HAProxy Overview Dashboard JSON

Create a comprehensive dashboard with these panels:

{
  "title": "HAProxy Overview",
  "panels": [
    {
      "title": "Request Rate",
      "type": "graph",
      "targets": [
        {
          "expr": "sum(rate(haproxy_frontend_http_requests_total[5m])) by (proxy)",
          "legendFormat": "{{ proxy }}"
        }
      ]
    },
    {
      "title": "HTTP Response Codes",
      "type": "graph",
      "targets": [
        {
          "expr": "sum(rate(haproxy_frontend_http_responses_total[5m])) by (code)",
          "legendFormat": "{{ code }}"
        }
      ]
    },
    {
      "title": "Backend Response Time",
      "type": "graph",
      "targets": [
        {
          "expr": "haproxy_backend_response_time_average_seconds",
          "legendFormat": "{{ proxy }}"
        }
      ]
    },
    {
      "title": "Active Connections",
      "type": "gauge",
      "targets": [
        {
          "expr": "sum(haproxy_frontend_current_sessions)"
        }
      ]
    },
    {
      "title": "Server Health",
      "type": "table",
      "targets": [
        {
          "expr": "haproxy_server_status",
          "format": "table",
          "instant": true
        }
      ]
    }
  ]
}

Key Dashboard Panels

Traffic Overview:

# Total requests per second
sum(rate(haproxy_frontend_http_requests_total[5m]))

# Bandwidth in/out
sum(rate(haproxy_frontend_bytes_in_total[5m])) * 8  # bits/sec
sum(rate(haproxy_frontend_bytes_out_total[5m])) * 8

Error Analysis:

# Error rate percentage
100 * sum(rate(haproxy_frontend_http_responses_total{code=~"5.."}[5m]))
/
sum(rate(haproxy_frontend_http_responses_total[5m]))

# 4xx rate
100 * sum(rate(haproxy_frontend_http_responses_total{code=~"4.."}[5m]))
/
sum(rate(haproxy_frontend_http_responses_total[5m]))

Backend Performance:

# Response time histogram
histogram_quantile(0.95, sum(rate(haproxy_backend_http_response_time_seconds_bucket[5m])) by (le, proxy))

# Queue time
haproxy_backend_queue_time_average_seconds

Server Status:

# Server availability
sum(haproxy_server_status) by (proxy)
/
count(haproxy_server_status) by (proxy)

# Server weight distribution
haproxy_server_weight / ignoring(server) group_left sum(haproxy_server_weight) by (proxy)

Recording Rules

Optimize query performance with recording rules in /etc/prometheus/haproxy_rules.yml:

groups:
  - name: haproxy_recording
    rules:
      # Request rate by frontend
      - record: haproxy:frontend:request_rate:5m
        expr: sum(rate(haproxy_frontend_http_requests_total[5m])) by (proxy, instance)

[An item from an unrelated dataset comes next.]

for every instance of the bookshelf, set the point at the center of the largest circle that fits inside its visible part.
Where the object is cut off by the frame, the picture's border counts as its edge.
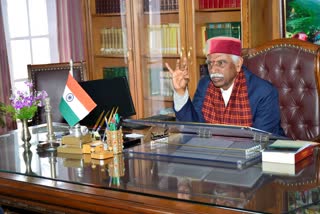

      # Error rate by frontend
      - record: haproxy:frontend:error_rate:5m
        expr: |
          sum(rate(haproxy_frontend_http_responses_total{code="5xx"}[5m])) by (proxy, instance)
          /
          sum(rate(haproxy_frontend_http_responses_total[5m])) by (proxy, instance)

      # Backend availability
      - record: haproxy:backend:availability
        expr: |
          sum(haproxy_server_status) by (proxy, instance)
          /
          count(haproxy_server_status) by (proxy, instance)

      # Session utilization
      - record: haproxy:frontend:session_utilization
        expr: |
          haproxy_frontend_current_sessions
          /
          haproxy_frontend_limit_sessions

      # Bytes total rate
      - record: haproxy:frontend:bytes_total_rate:5m
        expr: |
          sum(rate(haproxy_frontend_bytes_in_total[5m])) by (proxy, instance)
          +
          sum(rate(haproxy_frontend_bytes_out_total[5m])) by (proxy, instance)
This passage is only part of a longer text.